Well, I feel like an INFJ that has been tackled in an ENFP thread, just by reading it! Wowser! Amazing! Enjoy! :crazy:


----------



## starstruck (Nov 29, 2010)

care to join in for the cyber food and dance?
thank you for the welcome


----------



## Angelic Gardevoir (Oct 7, 2010)

3pnt1415926535897932384 said:


> Go Majikarp! Use Hyper beam!


Numerical Panda Guy: WTF do you mean that you don't have Hyper Beam?! ...Just hit her with a splash attack!



Humaning said:


> Maybe I should just catch you. You seem like a electricity/water type; a rare find. You will prove useful against those ENTJs...

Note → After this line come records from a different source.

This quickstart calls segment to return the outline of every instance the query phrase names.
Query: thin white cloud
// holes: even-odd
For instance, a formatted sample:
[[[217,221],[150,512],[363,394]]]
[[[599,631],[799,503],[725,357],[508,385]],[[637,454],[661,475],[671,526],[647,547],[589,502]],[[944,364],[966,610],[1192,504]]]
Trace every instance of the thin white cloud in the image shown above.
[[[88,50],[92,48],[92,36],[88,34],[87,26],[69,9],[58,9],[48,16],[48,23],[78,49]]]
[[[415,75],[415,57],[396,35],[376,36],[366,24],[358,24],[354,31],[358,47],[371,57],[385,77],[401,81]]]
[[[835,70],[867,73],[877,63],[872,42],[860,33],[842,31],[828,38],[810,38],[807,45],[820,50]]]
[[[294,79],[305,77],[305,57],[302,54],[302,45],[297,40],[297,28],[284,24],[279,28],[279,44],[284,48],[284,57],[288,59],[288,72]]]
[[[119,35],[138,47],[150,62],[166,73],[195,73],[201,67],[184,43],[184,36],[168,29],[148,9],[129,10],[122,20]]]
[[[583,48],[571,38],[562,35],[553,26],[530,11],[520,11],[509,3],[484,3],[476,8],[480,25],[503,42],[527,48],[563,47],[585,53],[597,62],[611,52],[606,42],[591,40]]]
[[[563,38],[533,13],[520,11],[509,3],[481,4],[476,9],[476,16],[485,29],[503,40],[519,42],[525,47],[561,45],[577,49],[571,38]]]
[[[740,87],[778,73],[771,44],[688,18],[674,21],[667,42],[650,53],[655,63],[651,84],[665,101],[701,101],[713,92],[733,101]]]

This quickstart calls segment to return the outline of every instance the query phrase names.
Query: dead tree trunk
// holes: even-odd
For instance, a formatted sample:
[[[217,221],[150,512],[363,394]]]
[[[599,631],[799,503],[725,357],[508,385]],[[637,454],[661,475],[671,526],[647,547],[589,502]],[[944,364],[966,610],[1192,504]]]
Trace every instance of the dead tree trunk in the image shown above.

That would make starstruck either a Chinchou or a Lanturn. *gets whacked for being a Pokegeek*

Anyway...

Wild ENFP appears!

What will Angelic Gardevoir do?

Angelic Gardevoir used post and greet!

It's super effective!

*starstruck faints from shock*

Gained 1 exp. point! (AKA a post) :crazy:


----------



## starstruck (Nov 29, 2010)

Wild ENFP recovers and expresses her thanks!

it's super effective!

thank you for the welcome


----------



## Promethea (Aug 24, 2009)

Welcome! xD


----------



## starstruck (Nov 29, 2010)

thanks!


----------



## petals of stone (Jun 28, 2010)

Wild ENFP? Takes out my pokedex, points it at you and listens:

Pokedex: 
_ENFP. An advocate type personality. Has the primary function of Ne. It is characterised by its outgoing and empathetic ways. Known to be wild and crazy. Many believe its random unpredictability is one its greatest strengths as well as weakness. _
Interesting, maybe its time for me to use my Ultimate Weapon- THE Master Ball. Go!

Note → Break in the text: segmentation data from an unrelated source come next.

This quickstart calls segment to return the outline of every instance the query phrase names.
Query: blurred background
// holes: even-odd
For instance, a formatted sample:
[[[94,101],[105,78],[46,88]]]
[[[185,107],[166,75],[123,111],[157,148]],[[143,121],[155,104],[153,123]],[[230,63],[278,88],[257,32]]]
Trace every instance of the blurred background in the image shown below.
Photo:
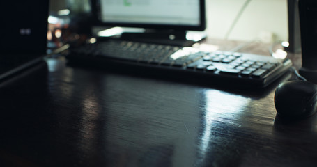
[[[206,32],[209,38],[240,41],[259,40],[270,43],[288,40],[287,0],[206,1]],[[91,10],[89,0],[54,0],[50,3],[50,11],[54,15],[59,11],[63,15],[68,11],[77,14]],[[63,10],[65,9],[69,10]],[[84,27],[79,29],[85,31]]]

And, Hello and Welcome. :happy:


----------



## PinkBubbles (Dec 3, 2010)

Welcome :happy:


----------



## starstruck (Nov 29, 2010)

petals of stone said:


> Wild ENFP? Takes out my pokedex, points it at you and listens:
> 
> Pokedex:
> _ENFP. An advocate type personality. Has the primary function of Ne. It is characterised by its outgoing and empathetic ways. Known to be wild and crazy. Many believe its random unpredictability is one its greatest strengths as well as weakness. _
> ...


i actually heard the music and robotic voice that would play as I read that! xDD
Thank you so much! *wild ENFP dances*



PinkBubbles said:


> Welcome :happy:


Thank you!


----------



## elroset (Dec 5, 2010)

i am also new! and digging your Pokemon reference. so hi.


----------



## starstruck (Nov 29, 2010)

hey there fellow newbie! *high fives* welcome!


----------